Este trabalho tem o propósito de discutir a gestão de crises no contexto empresarial e analisar os factores associados à identificação, afecção e actuação e prevenção de crise no contexto empresarial e organizacional. Pretende ser uma linha de pesquisa sobre o tema “Como gerir uma crise”.Para isto, partiu-se de uma revisão bibliográfica sobre a visão sistémica (ou holística) das empresas modernas. A seguir, procurou-se contextualizar a gestão de crise, tendo por base uma análise baseada no autor Carlos Alves.
De acordo com Geus, cit in Caulkin (1997), Quando uma pessoa nasce, pode-se dizer que tem uma expectativa de vida de 70 a 80 anos em muitas regiões do mundo. E as organizações? A média de sobrevivência, é menor que as das pessoas, chegando a 40 ou 50 anos nos países desenvolvidos.
É verdade que nem todos os empreendedores têm a sorte da vida longa para o seu empreendimento. Mas “muitas companhias através dos séculos levam à reconsideração do princípio económico que assegura que toda empresa tem seu surgimento, ascensão e morte”CAULKIN (1997) p. 128. Na maioria dos casos as empresas passam por várias crises, provocadas algumas vezes pela conjuntura económica interna e externa do país, outras vezes por crises de identidade e de gestão interna, morte de fundadores, crises de sucessão, etc.
Como gerir uma crise?
Para ser possível contextualizar o tema crise e gestão de crise, será necessário fazer uma abordagem inicial que clarifique alguns termos, como:
- O que é uma crise?
- Quando começou?
- Porque aconteceu?
- Quem ficou prejudicado?
O que é uma crise?
MITROFF et al. (1996) afirmam que um sistema organizado vivo, tal como uma organização, necessita de ambas as forças integrativas e destrutivas para continuar vivo e a funcionar. A vida de um sistema é sustentada pela paradoxal interacção de ordem e caos, sendo, ao mesmo tempo complementares, competitivos e antagónicos.
Nenhuma empresa pode viver imune a uma crise. A empresa deve estar preparada para reagir no momento em que a crise tem lugar.
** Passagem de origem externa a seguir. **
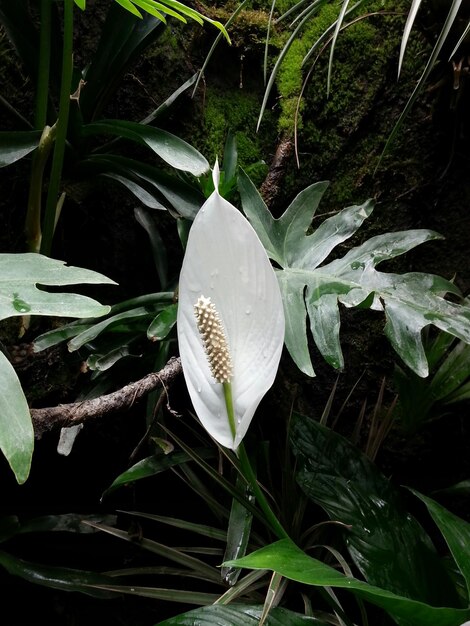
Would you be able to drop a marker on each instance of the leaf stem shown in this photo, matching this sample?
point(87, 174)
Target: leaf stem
point(250, 476)
point(62, 124)
point(247, 470)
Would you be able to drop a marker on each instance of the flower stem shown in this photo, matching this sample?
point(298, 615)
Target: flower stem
point(229, 405)
point(250, 476)
point(247, 470)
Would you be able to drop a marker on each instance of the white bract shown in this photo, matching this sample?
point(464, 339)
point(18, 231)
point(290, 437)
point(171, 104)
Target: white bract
point(227, 273)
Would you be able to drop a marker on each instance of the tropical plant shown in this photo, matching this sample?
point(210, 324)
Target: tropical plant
point(20, 275)
point(67, 142)
point(323, 503)
point(310, 287)
point(421, 400)
point(446, 47)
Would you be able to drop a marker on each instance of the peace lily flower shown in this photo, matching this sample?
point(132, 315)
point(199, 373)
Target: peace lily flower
point(230, 319)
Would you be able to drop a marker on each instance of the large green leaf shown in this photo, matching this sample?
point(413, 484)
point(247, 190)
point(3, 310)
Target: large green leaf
point(153, 187)
point(123, 38)
point(63, 578)
point(239, 615)
point(152, 465)
point(456, 532)
point(291, 562)
point(410, 301)
point(15, 145)
point(173, 150)
point(19, 295)
point(16, 429)
point(387, 544)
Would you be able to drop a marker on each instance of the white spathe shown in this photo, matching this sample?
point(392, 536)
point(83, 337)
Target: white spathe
point(226, 262)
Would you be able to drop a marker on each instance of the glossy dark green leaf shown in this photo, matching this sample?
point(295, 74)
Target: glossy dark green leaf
point(66, 522)
point(291, 562)
point(173, 150)
point(163, 323)
point(238, 532)
point(239, 615)
point(175, 194)
point(159, 251)
point(387, 544)
point(123, 39)
point(153, 465)
point(15, 145)
point(9, 527)
point(455, 531)
point(310, 286)
point(63, 578)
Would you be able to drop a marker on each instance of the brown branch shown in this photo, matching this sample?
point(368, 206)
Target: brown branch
point(274, 180)
point(121, 400)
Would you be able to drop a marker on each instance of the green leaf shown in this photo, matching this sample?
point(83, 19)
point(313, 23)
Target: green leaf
point(15, 145)
point(163, 323)
point(285, 558)
point(184, 199)
point(19, 295)
point(123, 39)
point(338, 477)
point(239, 615)
point(151, 466)
point(410, 301)
point(455, 531)
point(16, 429)
point(173, 150)
point(63, 578)
point(238, 532)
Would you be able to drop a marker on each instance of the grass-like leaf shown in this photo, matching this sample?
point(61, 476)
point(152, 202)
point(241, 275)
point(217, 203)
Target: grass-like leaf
point(313, 287)
point(291, 562)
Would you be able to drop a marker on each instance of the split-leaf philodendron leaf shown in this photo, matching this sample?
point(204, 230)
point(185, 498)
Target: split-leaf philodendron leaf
point(19, 295)
point(410, 301)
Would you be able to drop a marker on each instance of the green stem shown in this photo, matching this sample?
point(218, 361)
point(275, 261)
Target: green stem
point(248, 472)
point(42, 89)
point(62, 124)
point(33, 215)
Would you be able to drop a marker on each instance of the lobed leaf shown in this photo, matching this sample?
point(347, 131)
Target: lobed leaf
point(19, 295)
point(410, 301)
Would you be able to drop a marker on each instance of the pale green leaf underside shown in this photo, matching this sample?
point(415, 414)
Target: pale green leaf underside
point(19, 295)
point(312, 291)
point(16, 430)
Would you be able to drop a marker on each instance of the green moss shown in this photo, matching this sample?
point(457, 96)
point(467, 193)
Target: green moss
point(362, 51)
point(232, 110)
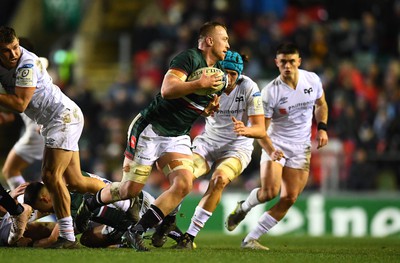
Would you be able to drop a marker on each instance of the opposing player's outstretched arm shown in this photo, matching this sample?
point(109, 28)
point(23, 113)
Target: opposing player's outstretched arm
point(175, 85)
point(321, 116)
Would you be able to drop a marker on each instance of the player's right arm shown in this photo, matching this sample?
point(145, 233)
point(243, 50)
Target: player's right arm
point(175, 86)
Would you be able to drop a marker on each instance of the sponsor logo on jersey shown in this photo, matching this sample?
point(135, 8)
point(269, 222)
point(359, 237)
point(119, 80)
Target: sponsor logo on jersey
point(308, 91)
point(27, 66)
point(283, 100)
point(50, 142)
point(132, 141)
point(239, 99)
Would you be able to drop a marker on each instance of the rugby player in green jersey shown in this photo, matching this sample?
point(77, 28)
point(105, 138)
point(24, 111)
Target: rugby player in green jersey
point(159, 135)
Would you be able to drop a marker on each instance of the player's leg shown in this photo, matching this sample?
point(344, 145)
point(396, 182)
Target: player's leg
point(270, 175)
point(101, 236)
point(226, 171)
point(178, 168)
point(77, 182)
point(13, 168)
point(294, 179)
point(293, 183)
point(55, 163)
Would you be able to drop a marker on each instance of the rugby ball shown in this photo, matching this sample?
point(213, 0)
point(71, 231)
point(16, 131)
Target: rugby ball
point(3, 91)
point(209, 71)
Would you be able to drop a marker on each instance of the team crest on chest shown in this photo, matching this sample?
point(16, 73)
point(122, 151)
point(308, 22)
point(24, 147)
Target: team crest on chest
point(308, 91)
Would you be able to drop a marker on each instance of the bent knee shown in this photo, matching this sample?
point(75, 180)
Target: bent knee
point(220, 182)
point(182, 187)
point(267, 194)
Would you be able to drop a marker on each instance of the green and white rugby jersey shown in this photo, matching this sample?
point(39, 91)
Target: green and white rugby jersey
point(175, 117)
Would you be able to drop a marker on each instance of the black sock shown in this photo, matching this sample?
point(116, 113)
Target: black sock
point(151, 218)
point(190, 236)
point(9, 203)
point(94, 202)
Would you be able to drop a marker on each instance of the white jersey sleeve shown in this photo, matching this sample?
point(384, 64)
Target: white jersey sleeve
point(291, 110)
point(48, 101)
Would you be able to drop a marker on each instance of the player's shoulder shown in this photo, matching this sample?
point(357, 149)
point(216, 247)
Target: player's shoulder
point(309, 75)
point(27, 59)
point(248, 85)
point(247, 81)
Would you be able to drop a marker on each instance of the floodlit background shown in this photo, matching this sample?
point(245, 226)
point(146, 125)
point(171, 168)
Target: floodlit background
point(110, 56)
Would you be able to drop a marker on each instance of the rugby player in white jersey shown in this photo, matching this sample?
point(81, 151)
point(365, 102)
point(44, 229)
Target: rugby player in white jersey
point(289, 103)
point(30, 90)
point(227, 141)
point(28, 148)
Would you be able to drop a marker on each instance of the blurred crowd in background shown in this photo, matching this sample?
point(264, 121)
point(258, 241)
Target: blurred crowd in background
point(354, 46)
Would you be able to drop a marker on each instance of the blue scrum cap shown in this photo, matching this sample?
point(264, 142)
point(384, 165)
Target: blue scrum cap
point(233, 61)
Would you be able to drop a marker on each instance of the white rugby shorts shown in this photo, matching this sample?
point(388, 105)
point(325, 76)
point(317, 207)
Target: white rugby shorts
point(297, 155)
point(64, 132)
point(213, 151)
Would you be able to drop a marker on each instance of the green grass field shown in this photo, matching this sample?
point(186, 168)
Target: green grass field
point(222, 248)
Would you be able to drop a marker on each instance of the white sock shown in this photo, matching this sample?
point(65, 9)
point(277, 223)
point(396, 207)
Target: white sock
point(199, 219)
point(265, 223)
point(66, 228)
point(14, 181)
point(251, 201)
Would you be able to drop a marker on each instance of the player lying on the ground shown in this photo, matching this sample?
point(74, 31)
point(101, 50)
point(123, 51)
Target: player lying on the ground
point(108, 223)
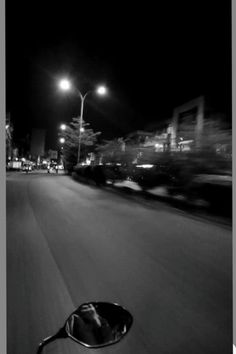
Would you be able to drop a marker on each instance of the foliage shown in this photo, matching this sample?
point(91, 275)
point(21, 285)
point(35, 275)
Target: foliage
point(72, 136)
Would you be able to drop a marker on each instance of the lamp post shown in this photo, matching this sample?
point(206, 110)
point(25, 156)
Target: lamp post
point(65, 85)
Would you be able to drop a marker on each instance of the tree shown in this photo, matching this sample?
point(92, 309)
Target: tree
point(71, 135)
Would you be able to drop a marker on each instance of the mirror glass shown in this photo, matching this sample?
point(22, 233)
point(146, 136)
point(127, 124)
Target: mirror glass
point(98, 324)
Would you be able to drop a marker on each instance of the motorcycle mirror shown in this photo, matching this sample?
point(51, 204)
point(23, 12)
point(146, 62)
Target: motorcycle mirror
point(94, 325)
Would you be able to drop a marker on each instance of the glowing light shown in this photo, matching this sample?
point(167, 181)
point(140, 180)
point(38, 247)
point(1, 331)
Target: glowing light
point(63, 127)
point(101, 90)
point(65, 85)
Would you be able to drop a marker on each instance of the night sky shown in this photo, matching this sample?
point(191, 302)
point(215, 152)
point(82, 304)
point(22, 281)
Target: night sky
point(151, 58)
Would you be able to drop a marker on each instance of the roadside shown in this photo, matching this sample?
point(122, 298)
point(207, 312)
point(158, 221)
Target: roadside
point(196, 208)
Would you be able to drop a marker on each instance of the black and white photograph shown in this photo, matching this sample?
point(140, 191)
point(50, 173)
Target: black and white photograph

Segundo Aurélio (1977),“crise é fase difícil, grave, na evolução das coisas, dos sentimentos, dos factos; é ponto de transição entre uma época de prosperidade e outra de depressão ou vice-versa”. p. 133
Quando começou?
Partindo da definição de crise para uma possível abordagem a esta questão, a crise é um acontecimento inesperado que altera o funcionamento de uma empresa ou negócio, colocando-os numa situação vulnerável que é preciso saber gerir, no sentido de se averiguar o que aconteceu, quando aconteceu, porque aconteceu, quem ficou prejudicado.
Segundo Alves (2007), “A resposta depende em grande medida, da natureza da crise”p.151
Porque aconteceu?
Partindo-se da análise de Alves (2007), “ Geralmente todas as crises, são provocadas por falhas em simultâneo das interacções entre a tecnologia, as pessoas e as organizações”. P. 151
Todas as organizações estão vulneráveis a crises. A diferença é que algumas, mais preparadas, principalmente do ponto de vista da comunicação, administram melhor os problemas. Outras deixam que os factos, ou boatos, destruam a sua reputação. “A maioria das crises de imagem, se bem administrada, pode ser superada […]” (FORNI, 2002, p.363).
Segundo Bisquert, (2005), cit in Alves (2007), p.152, “os factores que intervêm numa situação de crise podem ser múltiplos, sendo os mais significativos:
-as relações antagónicas localizadas em certos pontos da organização;
-o mal-estar institucional;
-a impossibilidade, por parte da organização, de manter o conflito por muito tempo, por razões de sobrevivência;
-o enfraquecimento dos mecanismos de controlo;
-a perda transitória de estabilidade, a qual pode atingir os limites da intolerância.”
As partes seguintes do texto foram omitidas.